Thursday, December 3, 2009

Dead lift form and what I eat



Since it seems like you guys would like me to focus more on youtube updates, I will..:)

As I have mentioned before; I have two sons, one 5 month old baby and one 5 year old. The baby is getting his teeth at the moment so sleep is slowly becoming something of the past.

I have skipped the Wednesday workout two weeks in a row now because of my poor restitution (mostly because of too little sleep), so it felt ekstra nice to get in a good session today (yes, I prosponed the Wednesday workout for today)!

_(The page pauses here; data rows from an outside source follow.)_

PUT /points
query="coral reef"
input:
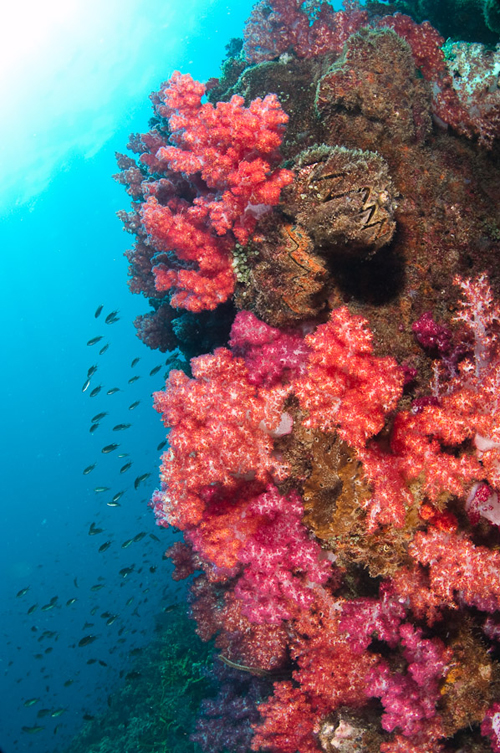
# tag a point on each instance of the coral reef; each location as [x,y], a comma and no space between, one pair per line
[334,462]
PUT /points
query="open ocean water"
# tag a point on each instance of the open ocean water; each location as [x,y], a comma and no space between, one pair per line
[76,77]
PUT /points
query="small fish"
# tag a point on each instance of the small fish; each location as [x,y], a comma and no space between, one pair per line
[141,478]
[42,713]
[87,640]
[109,448]
[134,675]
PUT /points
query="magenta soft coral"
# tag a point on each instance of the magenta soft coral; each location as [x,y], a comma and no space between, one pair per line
[220,433]
[281,562]
[227,155]
[346,387]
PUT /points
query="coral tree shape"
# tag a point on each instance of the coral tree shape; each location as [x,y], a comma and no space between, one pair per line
[346,387]
[221,428]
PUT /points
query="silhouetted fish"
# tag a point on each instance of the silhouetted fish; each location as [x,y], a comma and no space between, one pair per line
[109,448]
[87,640]
[141,478]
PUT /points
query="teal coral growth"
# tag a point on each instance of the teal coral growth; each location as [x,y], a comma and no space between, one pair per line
[333,460]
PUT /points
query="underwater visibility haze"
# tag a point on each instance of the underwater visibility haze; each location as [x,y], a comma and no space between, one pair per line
[302,393]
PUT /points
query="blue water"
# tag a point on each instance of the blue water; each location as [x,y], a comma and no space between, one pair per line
[66,108]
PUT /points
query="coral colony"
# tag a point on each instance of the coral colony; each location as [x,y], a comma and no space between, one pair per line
[319,230]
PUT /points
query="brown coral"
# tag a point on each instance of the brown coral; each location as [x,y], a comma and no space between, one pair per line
[362,84]
[344,198]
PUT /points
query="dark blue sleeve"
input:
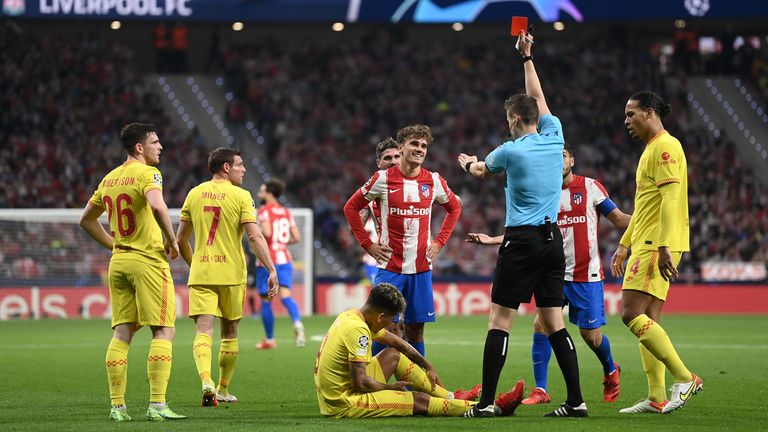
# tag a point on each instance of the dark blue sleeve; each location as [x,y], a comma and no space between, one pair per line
[606,207]
[550,125]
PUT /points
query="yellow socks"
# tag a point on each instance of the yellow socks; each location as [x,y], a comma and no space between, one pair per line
[654,370]
[201,350]
[408,371]
[227,360]
[159,368]
[448,408]
[117,370]
[655,339]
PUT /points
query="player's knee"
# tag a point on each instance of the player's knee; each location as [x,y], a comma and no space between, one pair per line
[414,332]
[593,337]
[166,333]
[628,314]
[420,403]
[388,355]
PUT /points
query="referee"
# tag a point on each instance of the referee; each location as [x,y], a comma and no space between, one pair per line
[531,259]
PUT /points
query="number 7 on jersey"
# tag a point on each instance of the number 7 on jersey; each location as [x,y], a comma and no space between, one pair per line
[216,210]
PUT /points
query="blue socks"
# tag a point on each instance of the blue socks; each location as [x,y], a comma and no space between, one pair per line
[541,352]
[603,353]
[292,308]
[268,317]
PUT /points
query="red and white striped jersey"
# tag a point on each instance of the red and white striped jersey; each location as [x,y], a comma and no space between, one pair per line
[281,221]
[578,221]
[373,233]
[405,206]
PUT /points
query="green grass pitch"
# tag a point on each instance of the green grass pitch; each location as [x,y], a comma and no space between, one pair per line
[53,379]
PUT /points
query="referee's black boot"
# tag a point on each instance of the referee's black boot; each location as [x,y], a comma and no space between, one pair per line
[489,411]
[566,410]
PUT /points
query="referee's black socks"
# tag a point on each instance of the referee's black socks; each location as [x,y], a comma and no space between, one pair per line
[494,355]
[565,352]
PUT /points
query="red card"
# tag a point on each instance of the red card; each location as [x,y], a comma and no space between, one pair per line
[519,24]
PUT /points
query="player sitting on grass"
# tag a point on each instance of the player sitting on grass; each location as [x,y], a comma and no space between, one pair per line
[352,384]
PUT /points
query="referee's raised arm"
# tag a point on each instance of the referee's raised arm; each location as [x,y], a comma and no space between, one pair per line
[532,84]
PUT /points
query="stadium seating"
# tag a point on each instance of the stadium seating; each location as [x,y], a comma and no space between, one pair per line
[323,108]
[323,143]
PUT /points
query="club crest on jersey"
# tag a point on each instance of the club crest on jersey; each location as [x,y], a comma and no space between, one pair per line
[363,341]
[577,198]
[425,190]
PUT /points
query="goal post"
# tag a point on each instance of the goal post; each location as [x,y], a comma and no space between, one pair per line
[50,268]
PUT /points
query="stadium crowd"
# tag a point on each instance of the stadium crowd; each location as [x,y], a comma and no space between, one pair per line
[62,102]
[323,107]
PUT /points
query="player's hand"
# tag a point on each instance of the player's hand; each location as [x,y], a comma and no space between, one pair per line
[400,385]
[434,380]
[272,285]
[666,266]
[433,249]
[524,42]
[380,253]
[464,158]
[479,238]
[618,261]
[172,248]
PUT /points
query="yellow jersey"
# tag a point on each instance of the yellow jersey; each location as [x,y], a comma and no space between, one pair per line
[348,340]
[217,210]
[135,232]
[662,162]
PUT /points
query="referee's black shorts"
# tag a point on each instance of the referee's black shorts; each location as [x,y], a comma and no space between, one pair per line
[531,262]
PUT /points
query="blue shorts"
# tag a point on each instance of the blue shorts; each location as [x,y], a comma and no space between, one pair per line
[586,304]
[284,277]
[370,272]
[417,290]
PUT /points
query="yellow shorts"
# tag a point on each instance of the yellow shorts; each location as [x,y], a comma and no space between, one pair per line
[141,293]
[223,301]
[643,273]
[384,403]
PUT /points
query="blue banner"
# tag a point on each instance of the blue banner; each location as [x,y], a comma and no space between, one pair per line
[395,11]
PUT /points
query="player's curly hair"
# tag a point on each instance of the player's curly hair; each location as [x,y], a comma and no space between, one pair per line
[648,99]
[525,106]
[417,131]
[385,145]
[134,133]
[386,298]
[219,156]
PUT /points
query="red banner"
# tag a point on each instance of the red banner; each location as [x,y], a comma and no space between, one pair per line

Lately I have been thinking about my dead lift form and have arrived to the conclusion that I shift my weight too much forward at the start of the lift. I tried to focus on maintaining the weight at the back/center of my foot today.

It does not make much sense to "focus of form" with an "active" work weight, so because I am a bit impatient when it comes to my own development I used straps on my work sets so I could focus on my legs and my low back.

Might do me good to complete a period of rack-pulls to strengthen the top part of the dead lift.

While I was waiting for the squat rack to be available I decided I would try the one arm wheel rollout. This is an extreme exercise that I have seen over at Ross Enamaits site; www.rosstraining.com , but never tried.

Considering I have not done any core-work for quite some time, I was fairly pleased with my effort.

My power wheel will get more milage in the weeks to come. Last Monday I felt that my core was week during 117.5kg squats.. Not good..

Regarding my diet and my comments in the video above; I eat fairly healty, take one table spoon of fish oil every day, drink two protein shakes miksed with milk every day (extra calories and to maintain a high protein inntake) and use 5g kreatine monohydrate every day.

I also eat quite a lot of sugar, fat and eat far too little green and fruits.

That is it, that is all.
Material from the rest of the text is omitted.